To me, Emily's cancer was an amazing gift -- as twisted and cruel as that sounds. It taught us many valuable lessons and reordered our lives for the better. It showed us what it means to want a future so badly that you will do whatever is necessary to achieve it, even as that effort kills many past dreams of a life well led. Most important, it gave us a confidence to make difficult decisions regarding which connections in our lives must be maintained at all costs, and which could be severed with acceptable loss.
Barnett, Thomas P.M.. The Pentagon New Map. New York: Berkley Books, 2004. page 249.
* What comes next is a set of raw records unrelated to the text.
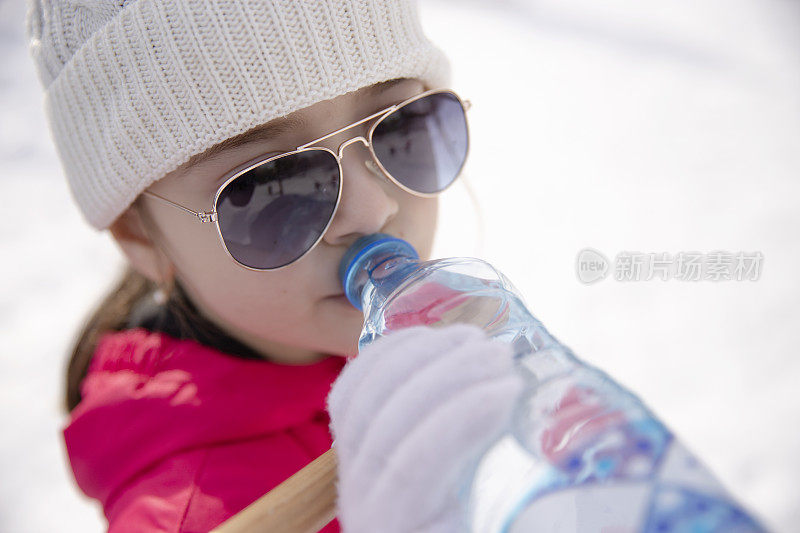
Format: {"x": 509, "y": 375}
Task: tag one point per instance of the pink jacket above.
{"x": 174, "y": 436}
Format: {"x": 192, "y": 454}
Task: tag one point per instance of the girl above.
{"x": 200, "y": 382}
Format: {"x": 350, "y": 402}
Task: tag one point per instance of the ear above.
{"x": 142, "y": 252}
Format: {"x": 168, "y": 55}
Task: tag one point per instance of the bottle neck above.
{"x": 385, "y": 274}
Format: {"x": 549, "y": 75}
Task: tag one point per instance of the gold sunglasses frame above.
{"x": 211, "y": 216}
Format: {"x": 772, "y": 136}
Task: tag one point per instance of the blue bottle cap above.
{"x": 360, "y": 253}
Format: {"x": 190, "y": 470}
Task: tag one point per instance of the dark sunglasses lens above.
{"x": 423, "y": 145}
{"x": 274, "y": 213}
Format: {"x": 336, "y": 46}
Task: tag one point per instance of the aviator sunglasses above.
{"x": 273, "y": 210}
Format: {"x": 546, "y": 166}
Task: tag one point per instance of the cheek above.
{"x": 419, "y": 224}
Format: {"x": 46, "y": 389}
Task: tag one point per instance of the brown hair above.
{"x": 110, "y": 315}
{"x": 131, "y": 303}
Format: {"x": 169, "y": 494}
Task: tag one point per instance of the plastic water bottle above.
{"x": 583, "y": 454}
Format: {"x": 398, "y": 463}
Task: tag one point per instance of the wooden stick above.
{"x": 304, "y": 503}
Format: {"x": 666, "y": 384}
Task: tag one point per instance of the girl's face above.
{"x": 295, "y": 314}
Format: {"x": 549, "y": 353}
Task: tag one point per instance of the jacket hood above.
{"x": 147, "y": 396}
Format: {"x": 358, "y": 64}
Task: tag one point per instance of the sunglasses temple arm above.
{"x": 202, "y": 216}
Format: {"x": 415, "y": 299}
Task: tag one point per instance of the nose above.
{"x": 366, "y": 204}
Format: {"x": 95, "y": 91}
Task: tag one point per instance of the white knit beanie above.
{"x": 134, "y": 88}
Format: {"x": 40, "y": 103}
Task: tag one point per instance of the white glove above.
{"x": 411, "y": 415}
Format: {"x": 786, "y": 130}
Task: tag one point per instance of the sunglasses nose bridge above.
{"x": 348, "y": 142}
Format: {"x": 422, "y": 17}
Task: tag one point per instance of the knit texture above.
{"x": 134, "y": 88}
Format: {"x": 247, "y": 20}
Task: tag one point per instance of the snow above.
{"x": 622, "y": 126}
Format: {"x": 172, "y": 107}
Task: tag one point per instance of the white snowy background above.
{"x": 623, "y": 125}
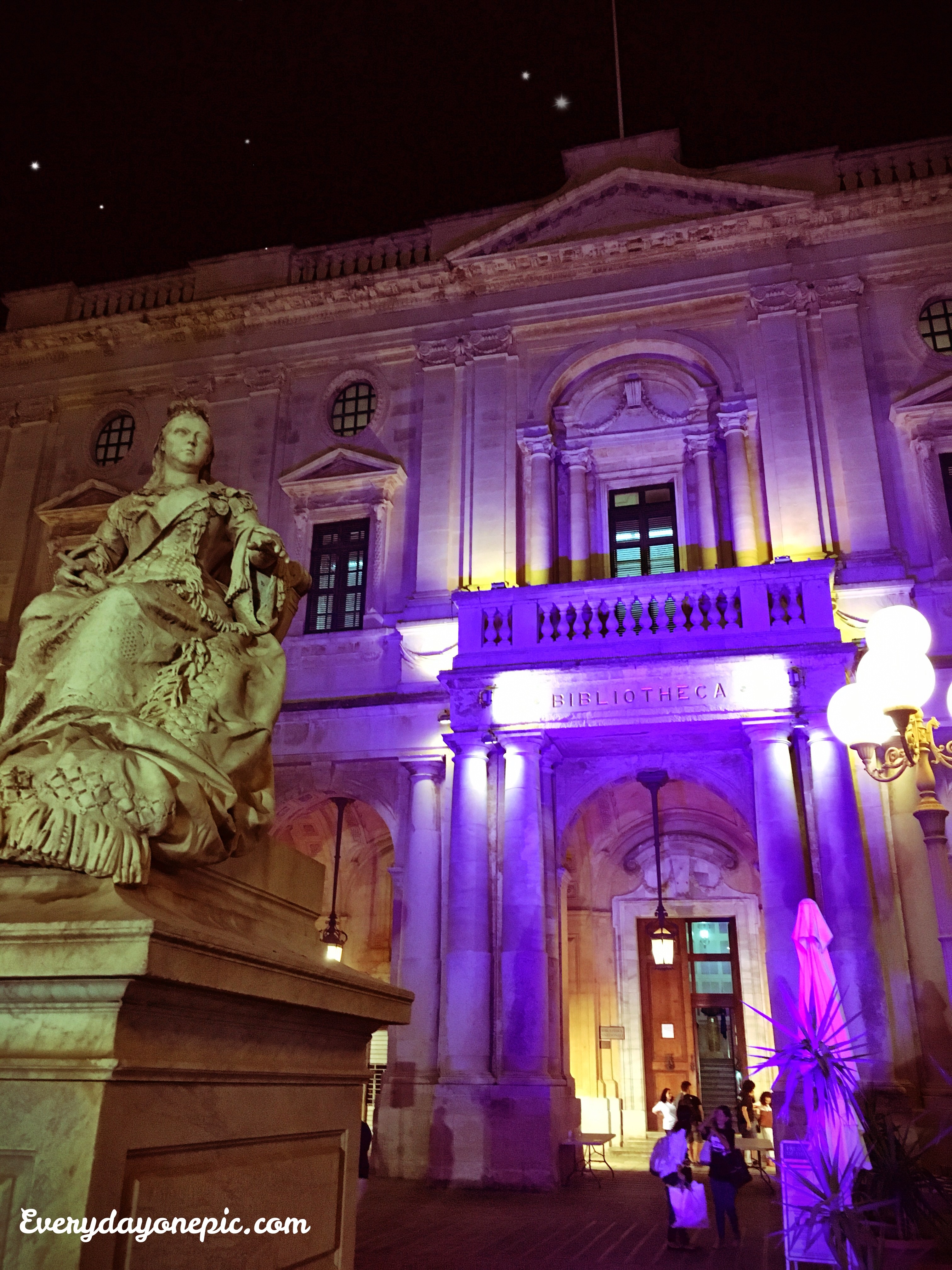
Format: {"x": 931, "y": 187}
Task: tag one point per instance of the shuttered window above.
{"x": 643, "y": 531}
{"x": 336, "y": 601}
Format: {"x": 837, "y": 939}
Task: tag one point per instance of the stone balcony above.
{"x": 720, "y": 611}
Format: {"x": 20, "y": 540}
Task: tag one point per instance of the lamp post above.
{"x": 332, "y": 936}
{"x": 880, "y": 717}
{"x": 662, "y": 938}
Dr. Barnett describes how difficult it is to reorder a life out of balance, whether his family post-cancer or the Pentagon post-9/11. Perhaps we can also use it as an example of how we can reorder the educational system post-millennium.

Unfortunately don't have a vision of an educational future that we want badly. We aren't willing to give up our illusions/delusions of the life well led. Worse, our civic leaders are willing to indulge us our delusion. We still value the good life in the past more than a good, but different, life in the future.